我现在说了这么多就好像我当时知道得一清二楚一样,其实并没有。我只知道,她没接那通电话之后,我就越来越不敢想象一旦我们最终对上话,会是怎样一幅光景。我现在告诉大家这些,是因为我不想让你们讨厌我。也许过不了几页,你们就会开始讨厌我,所以我要让你们全面地了解我内心的动**,这样你们会少讨厌我一些。

我回到家的时候,公寓很干净,比我前一阵看到的时候更干净。

“哇喔,你变成我妈了吗?”我朝着空空的客厅大喊,知道玛雅一定在房间里的某个角落。

“阿普丽尔!天哪,终于看到你了!我担心死了!”她叫道,从卧室里走了出来。她穿着一件神奇女侠式的无袖背心,下面穿着格子图案的睡裤。

“担心?你真的变成我妈了吗?”我开玩笑地傻笑道,但又觉得有点不像是玩笑。

“从你说有点事想告诉我之后,就再也没有发信息给我了。你可以想象得到这会让一个女生有些焦虑的。”她确实看起来挺担心的,甚至比我想象的还要担心。

这让我同时想起两件事来。第一件事是她或许以为要分手呢。第二件事是事实上的确会是分手哦,真正的分手,比我以前经历过的分手还要重大。我怎么走了那么远啊?

我惊慌失措。

“嗯,有些事我们需要谈一谈。”可这并没有减轻她的焦虑,我突然意识到我们的方向已经错了,我继续说,“我的洛杉矶之旅发生了不少大事!”

“你听说了卡尔的右手全消失了吗?”

我不得不笑了起来。“是的,没错,不过,也不全是。”我才在推特上看到一段视频,在视频中,东京卡尔的手消失了,把一位在场的游客给吓得张大了嘴。手并没有掉下来,也没有像好莱坞卡尔的手那样跑掉,就只是消失了。关于其他卡尔的视频,也显示的是手没有跑掉,而只是消失了。只有好莱坞卡尔是个例外。我把这个解释给玛雅听,同时又有点惊奇的是她竟然没有关注我的推特或脸书账号。

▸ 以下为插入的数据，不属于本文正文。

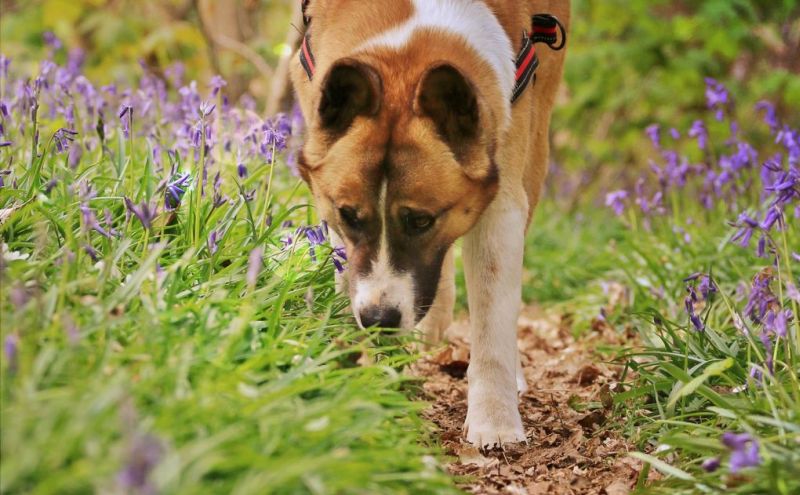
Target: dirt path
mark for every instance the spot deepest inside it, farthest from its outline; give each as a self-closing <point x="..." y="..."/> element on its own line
<point x="573" y="447"/>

然后我告诉了她,好莱坞卡尔的手跑掉的时候,我就在现场。

“哦,上帝啊,你当然在那儿!”她的眼睛亮了起来。

“玛雅,发生了太多的事了。嗯……”要说出来真的挺难的,“卡尔很有可能来自外太空,安迪和我……”

“卡尔是啥?”

“他可能来自外太空,就是,不是地球上的,是电影《E. T. 外星人》里的那种外星人。”我等了一下看有没有必要继续解释,而玛雅什么都没有说,于是我开始扯回其他的话题,“我们已经拍了……”

她再次打断我:“请继续说外星人的事!”

“呃,好吧,没错,我们解开了那个序列。更确切地说,是米兰达解开的。”

“米兰达是谁?”

“她是伯克利分校的一位研究生,写信告诉我卡尔的物理特性。我把序列的事告诉她了,然后她用了大概六分钟就把这个谜给解了,太神奇了!”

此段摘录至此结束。